Nous avons fait une halte pour tout nettoyer et la changer. A ce stade du trajet, voilà où nous en étions : 7h00 de route. BabyRose avait pleuré presque non-stop depuis 2 heures. BN avait les yeux écarquillés sur ses dessins animés. Rebelle avait vomit. L’odeur nauséabonde avait envahit la voiture et il pleuvait à présent dehors. J’en ai profité pour faire téter BabyRose avant de prendre la route et nous sommes repartis, déjà bien entamés nerveusement.

Les bouchons n’avaient pas faibli. La pluie non plus. BabyRose râlait toujours et nous guettions avec anxiété le deuxième « effet kiss-cool » de Rebelle… qui n’a pas tardé, crois-moi ! J’étais sur le siège passager. Elle était derrière le siège conducteur. J’avais un seau à la main, le bras tendu vers l’arrière, prête à me contorsionner dès le moindre de signe de faiblesse de sa part. Je n’ai pas été assez rapide (et mon dos m’a remercié). Il a fallu nous arrêter à nouveau. BN en a profité pour goûter et faire une pause pipi. J’ai baladé un peu BabyRose pour la détendre. Et nous sommes à nouveau repartis.

Plusieurs fois encore nous nous sommes arrêtés pour changer Rebelle. Les valises étaient difficiles d’accès dans le coffre et Roméo et moi, avec notre patience légendaire, avons beaucoup apprécié ces changements répétés.
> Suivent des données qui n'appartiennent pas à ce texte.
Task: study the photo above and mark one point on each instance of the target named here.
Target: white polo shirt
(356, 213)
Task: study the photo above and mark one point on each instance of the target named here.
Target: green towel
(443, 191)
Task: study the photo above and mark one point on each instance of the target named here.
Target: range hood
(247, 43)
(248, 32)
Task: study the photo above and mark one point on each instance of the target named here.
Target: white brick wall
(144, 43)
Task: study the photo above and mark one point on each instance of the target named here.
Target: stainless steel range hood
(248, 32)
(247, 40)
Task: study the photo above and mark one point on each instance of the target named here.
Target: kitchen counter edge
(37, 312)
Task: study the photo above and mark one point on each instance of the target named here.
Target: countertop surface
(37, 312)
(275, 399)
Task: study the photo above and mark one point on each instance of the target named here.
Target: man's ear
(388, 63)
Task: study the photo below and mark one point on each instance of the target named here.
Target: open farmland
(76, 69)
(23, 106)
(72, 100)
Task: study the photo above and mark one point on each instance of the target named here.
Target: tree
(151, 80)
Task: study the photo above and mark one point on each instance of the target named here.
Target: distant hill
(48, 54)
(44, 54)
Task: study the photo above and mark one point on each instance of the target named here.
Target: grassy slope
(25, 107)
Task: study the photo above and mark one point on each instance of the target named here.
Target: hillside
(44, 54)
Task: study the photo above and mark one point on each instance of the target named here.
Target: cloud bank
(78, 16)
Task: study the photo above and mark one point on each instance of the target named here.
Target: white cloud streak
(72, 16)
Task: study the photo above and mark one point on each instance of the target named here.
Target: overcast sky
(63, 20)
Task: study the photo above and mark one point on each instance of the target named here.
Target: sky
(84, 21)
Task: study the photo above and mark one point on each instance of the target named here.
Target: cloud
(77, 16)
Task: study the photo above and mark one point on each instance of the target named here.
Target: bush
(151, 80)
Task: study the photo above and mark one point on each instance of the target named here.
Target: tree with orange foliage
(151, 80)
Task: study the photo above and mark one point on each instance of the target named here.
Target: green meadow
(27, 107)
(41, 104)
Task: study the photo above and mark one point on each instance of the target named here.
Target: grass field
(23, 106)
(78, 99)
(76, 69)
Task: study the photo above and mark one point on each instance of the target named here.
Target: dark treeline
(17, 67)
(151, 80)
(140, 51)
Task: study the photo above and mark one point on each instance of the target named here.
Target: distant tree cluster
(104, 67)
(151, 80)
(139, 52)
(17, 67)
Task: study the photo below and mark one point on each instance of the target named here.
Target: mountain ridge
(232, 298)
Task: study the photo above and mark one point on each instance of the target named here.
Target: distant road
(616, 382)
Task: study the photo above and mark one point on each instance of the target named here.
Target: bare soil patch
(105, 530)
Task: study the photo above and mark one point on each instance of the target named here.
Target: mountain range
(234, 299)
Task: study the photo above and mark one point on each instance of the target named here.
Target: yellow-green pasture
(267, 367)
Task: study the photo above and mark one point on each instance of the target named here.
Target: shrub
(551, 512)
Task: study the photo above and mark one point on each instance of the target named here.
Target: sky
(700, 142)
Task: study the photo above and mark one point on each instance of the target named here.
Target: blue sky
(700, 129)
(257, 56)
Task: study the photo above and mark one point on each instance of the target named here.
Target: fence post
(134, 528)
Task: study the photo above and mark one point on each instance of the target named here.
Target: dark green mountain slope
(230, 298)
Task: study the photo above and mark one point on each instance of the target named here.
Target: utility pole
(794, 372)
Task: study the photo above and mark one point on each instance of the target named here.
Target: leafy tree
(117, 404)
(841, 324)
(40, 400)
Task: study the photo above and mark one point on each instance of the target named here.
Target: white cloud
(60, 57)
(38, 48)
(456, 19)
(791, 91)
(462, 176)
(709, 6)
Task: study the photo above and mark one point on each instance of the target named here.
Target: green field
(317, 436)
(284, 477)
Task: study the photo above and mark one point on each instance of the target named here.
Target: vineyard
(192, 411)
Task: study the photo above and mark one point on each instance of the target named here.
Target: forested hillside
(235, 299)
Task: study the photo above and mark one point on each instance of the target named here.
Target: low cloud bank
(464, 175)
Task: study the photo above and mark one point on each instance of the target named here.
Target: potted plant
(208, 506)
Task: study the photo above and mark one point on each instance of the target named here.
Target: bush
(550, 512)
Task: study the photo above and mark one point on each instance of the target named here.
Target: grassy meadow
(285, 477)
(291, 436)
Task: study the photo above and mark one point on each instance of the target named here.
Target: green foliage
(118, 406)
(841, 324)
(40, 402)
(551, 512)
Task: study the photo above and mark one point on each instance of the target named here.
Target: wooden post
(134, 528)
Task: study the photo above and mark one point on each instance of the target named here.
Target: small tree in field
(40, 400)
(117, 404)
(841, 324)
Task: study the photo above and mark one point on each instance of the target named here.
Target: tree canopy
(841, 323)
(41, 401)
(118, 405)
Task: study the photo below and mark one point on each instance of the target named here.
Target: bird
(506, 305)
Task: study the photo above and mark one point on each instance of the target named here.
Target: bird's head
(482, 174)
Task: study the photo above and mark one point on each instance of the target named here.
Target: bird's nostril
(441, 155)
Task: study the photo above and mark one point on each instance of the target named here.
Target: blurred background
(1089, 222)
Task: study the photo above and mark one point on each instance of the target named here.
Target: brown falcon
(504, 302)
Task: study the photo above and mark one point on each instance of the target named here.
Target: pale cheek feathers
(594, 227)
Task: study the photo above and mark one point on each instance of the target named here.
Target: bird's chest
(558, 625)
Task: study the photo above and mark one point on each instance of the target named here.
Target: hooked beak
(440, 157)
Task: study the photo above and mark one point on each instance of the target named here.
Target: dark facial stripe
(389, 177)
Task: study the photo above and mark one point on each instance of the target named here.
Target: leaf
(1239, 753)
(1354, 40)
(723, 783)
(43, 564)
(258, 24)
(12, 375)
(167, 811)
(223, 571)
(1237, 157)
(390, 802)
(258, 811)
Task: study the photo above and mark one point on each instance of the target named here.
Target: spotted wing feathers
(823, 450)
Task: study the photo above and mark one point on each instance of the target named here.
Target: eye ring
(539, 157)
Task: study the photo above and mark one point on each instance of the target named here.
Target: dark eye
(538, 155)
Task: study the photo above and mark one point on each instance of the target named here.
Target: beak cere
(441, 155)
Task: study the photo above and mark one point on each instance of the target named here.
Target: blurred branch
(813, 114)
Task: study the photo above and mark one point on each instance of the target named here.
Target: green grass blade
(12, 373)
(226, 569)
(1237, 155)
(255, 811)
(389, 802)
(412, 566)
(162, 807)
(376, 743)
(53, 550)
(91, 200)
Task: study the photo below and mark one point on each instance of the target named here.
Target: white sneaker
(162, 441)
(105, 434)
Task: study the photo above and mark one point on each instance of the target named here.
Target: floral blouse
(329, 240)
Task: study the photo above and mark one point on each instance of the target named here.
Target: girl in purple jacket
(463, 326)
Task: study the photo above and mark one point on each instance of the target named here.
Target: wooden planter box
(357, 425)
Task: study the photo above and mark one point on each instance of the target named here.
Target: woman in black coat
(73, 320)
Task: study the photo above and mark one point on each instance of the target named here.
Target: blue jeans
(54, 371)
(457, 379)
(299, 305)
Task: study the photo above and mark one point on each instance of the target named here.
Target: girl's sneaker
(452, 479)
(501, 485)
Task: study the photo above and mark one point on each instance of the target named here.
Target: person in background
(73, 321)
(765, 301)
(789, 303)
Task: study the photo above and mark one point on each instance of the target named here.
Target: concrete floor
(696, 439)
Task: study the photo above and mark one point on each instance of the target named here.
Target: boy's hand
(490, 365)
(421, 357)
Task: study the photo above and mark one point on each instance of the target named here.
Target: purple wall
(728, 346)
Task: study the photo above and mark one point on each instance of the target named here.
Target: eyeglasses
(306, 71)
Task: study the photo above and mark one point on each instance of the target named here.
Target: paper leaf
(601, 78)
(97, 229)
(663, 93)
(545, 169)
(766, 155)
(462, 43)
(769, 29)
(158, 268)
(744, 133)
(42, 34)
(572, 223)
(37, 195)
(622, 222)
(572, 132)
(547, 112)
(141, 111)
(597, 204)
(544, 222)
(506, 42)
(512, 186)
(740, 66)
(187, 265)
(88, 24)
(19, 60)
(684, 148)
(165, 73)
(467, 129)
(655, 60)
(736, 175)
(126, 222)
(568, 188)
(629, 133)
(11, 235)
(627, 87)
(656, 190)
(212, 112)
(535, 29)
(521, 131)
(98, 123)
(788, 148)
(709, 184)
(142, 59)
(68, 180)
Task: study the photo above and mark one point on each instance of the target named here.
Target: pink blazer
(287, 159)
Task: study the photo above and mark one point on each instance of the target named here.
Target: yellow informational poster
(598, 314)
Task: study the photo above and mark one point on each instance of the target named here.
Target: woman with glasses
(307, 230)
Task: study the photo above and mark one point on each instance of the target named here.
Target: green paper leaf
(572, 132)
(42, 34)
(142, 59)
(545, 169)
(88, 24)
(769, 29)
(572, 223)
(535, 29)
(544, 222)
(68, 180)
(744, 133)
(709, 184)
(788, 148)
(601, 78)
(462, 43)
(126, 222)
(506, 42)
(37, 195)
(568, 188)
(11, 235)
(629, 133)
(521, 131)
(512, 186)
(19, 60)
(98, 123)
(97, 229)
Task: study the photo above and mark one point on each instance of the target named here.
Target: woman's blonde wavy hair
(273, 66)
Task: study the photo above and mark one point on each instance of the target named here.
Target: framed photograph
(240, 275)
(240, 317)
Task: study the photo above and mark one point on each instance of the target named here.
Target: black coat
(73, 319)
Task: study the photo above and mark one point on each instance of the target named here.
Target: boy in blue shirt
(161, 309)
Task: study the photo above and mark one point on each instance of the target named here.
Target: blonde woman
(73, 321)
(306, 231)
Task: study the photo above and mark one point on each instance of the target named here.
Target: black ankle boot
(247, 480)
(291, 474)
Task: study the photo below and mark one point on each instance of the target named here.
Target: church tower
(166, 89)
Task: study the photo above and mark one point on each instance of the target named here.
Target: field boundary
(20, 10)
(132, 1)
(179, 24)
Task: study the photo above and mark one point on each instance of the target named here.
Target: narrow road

Changer Rebelle. Nettoyer le siège-auto. Promener BabyRose qui râlait toujours. Dé scotcher BN de son écran pour l’emmener aux toilettes. Puis repartir. Dans les bouchons et sous la pluie.

Aux alentours de 19h, nous étions toujours sur la route alors que nous aurions être déjà chez-nous. Nous avons du faire un arrêt supplémentaire pour manger. Et répéter les mêmes gestes : Faire téter BabyRose et la promener. Dé scotcher BN pour l’emmener aux toilettes. Prendre soin de Rebelle encore toute retournée mais dont l’estomac semblait totalement vide. Et repartir.

L’odeur. La pluie. Les pleurs de BabyRose. Rebelle lessivée. Un BN complètement lobotomisé. L’heure qui tournait. Les voitures qui roulaient au pas. Les kilomètres qui ne passaient pas. 21h30 : Nous avons finalement atteint notre destination après plus de 13h de route, contre 9h en général. Et une fois chez nous, il nous a encore fallu laver Rebelle, coucher les enfants, puis laver le siège auto et nettoyer encore la voiture. Sortir toutes les valises. Et nous reposer. ENFIN !

Ce jour là, nous avons eu l’impression que jamais nous n’arriverions à destination ! Alors, souviens-toi de cette devise: « Quand on regarde chez soit, on se désole. Quand on regarde chez les autres, on se console. »… J’espère que tu t’es consolé à la lecture de cet article !!